A new study in JAMA provides evidence that hemoglobin A1c (HbA1c), a common blood biomarker used to measure blood sugar over time, may not perform as accurately among African-Americans with sickle cell trait and could be leading to a systemic underestimation of blood sugar control among that population.

Sickle cell trait (SCT) is a genetic hemoglobin variant found in 8 to 10 percent of African-Americans.

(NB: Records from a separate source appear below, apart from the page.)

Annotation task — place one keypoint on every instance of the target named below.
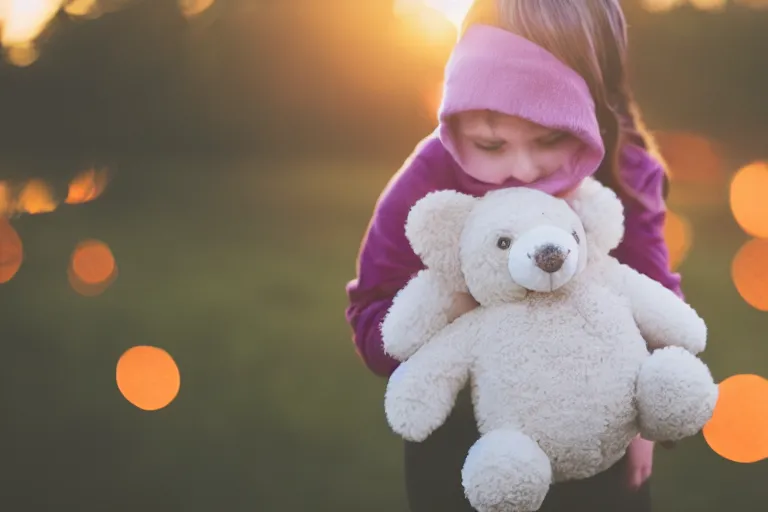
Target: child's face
(495, 147)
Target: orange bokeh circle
(738, 430)
(11, 251)
(749, 271)
(148, 377)
(678, 236)
(92, 262)
(749, 199)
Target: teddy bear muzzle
(543, 259)
(550, 257)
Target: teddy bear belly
(574, 396)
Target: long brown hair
(589, 36)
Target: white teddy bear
(558, 350)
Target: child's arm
(386, 264)
(654, 289)
(644, 247)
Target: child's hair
(589, 36)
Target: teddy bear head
(512, 241)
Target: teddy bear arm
(422, 391)
(664, 319)
(419, 311)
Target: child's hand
(639, 462)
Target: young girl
(535, 95)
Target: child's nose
(523, 168)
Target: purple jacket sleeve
(386, 263)
(644, 247)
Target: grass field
(238, 270)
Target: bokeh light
(691, 158)
(749, 271)
(87, 186)
(738, 430)
(192, 8)
(667, 5)
(748, 193)
(92, 268)
(6, 199)
(11, 251)
(83, 8)
(678, 235)
(36, 196)
(434, 18)
(148, 377)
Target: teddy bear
(570, 354)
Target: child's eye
(552, 138)
(490, 146)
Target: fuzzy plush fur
(562, 377)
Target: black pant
(433, 475)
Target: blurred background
(183, 190)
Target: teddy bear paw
(676, 395)
(413, 410)
(506, 471)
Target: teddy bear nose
(550, 258)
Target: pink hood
(493, 69)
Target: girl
(535, 95)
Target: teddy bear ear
(601, 213)
(434, 229)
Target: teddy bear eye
(576, 237)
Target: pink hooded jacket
(496, 70)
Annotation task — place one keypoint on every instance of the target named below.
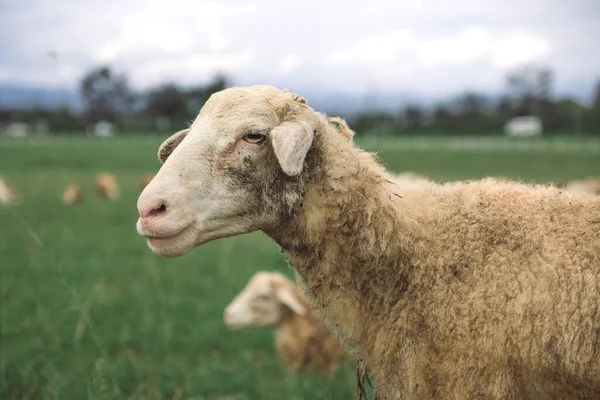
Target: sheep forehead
(263, 104)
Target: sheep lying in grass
(107, 187)
(301, 339)
(585, 185)
(8, 195)
(478, 289)
(73, 194)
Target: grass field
(88, 312)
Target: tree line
(106, 95)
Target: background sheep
(107, 187)
(586, 185)
(8, 194)
(470, 289)
(301, 339)
(73, 194)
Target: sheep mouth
(172, 244)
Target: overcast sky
(429, 47)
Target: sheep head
(265, 301)
(240, 167)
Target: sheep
(301, 339)
(8, 194)
(146, 180)
(107, 187)
(73, 194)
(475, 289)
(585, 185)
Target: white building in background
(523, 126)
(103, 129)
(17, 129)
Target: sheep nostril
(159, 210)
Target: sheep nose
(156, 208)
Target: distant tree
(105, 94)
(528, 86)
(470, 106)
(196, 97)
(413, 117)
(166, 101)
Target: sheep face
(237, 169)
(264, 302)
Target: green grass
(88, 312)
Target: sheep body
(481, 288)
(301, 338)
(8, 194)
(107, 187)
(476, 289)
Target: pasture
(87, 311)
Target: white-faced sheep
(8, 195)
(146, 180)
(107, 187)
(73, 194)
(478, 289)
(301, 338)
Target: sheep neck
(348, 232)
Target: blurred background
(450, 90)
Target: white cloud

It occurs in people with one copy of the mutation that, if they had two copies, would result in sickle cell disease.

The analysis of data from more than 4,600 people participating in two major studies found that HbA1c readings were significantly lower in individuals with SCT than in those without SCT, even after accounting for several possible confounding factors.

“We found that HbA1c was systematically lower in African-Americans with sickle cell trait than those without sickle cell trait despite similar blood sugar measurements using other tests,” says lead author Mary Lacy, a doctoral candidate at the Brown School of Public Health. “We might be missing an opportunity for diagnosis and treatment of a serious disease.”

Indeed, Lacy and her co-authors found that using standard clinical HbA1c cutoffs resulted in identifying 40 percent fewer potential cases of prediabetes and 48 percent fewer potential cases of diabetes in people with SCT than in people without SCT. Meanwhile, when the authors used other blood glucose measures as the diagnostic criteria, they found no significant difference in the likelihood of diabetes and prediabetes among patients with or without SCT.

The questions the study raises about using HbA1c among sickle cell trait carriers matter for treatment as well as diagnosis, adds study senior author Wen-Chih Wu, MD F’02 MPH’10, a cardiologist at the Providence Veterans Affairs Medical Center and associate professor of medicine (research) at the Warren Alpert Medical School.

“The clinical implications of these results are highly relevant,” Wu says. “For patients with diabetes, HbA1c is often used as a marker of how well they are managing their diabetes, so having an underestimation of their blood sugars is problematic because they might have a false sense of security, thinking they are doing OK when they are not.”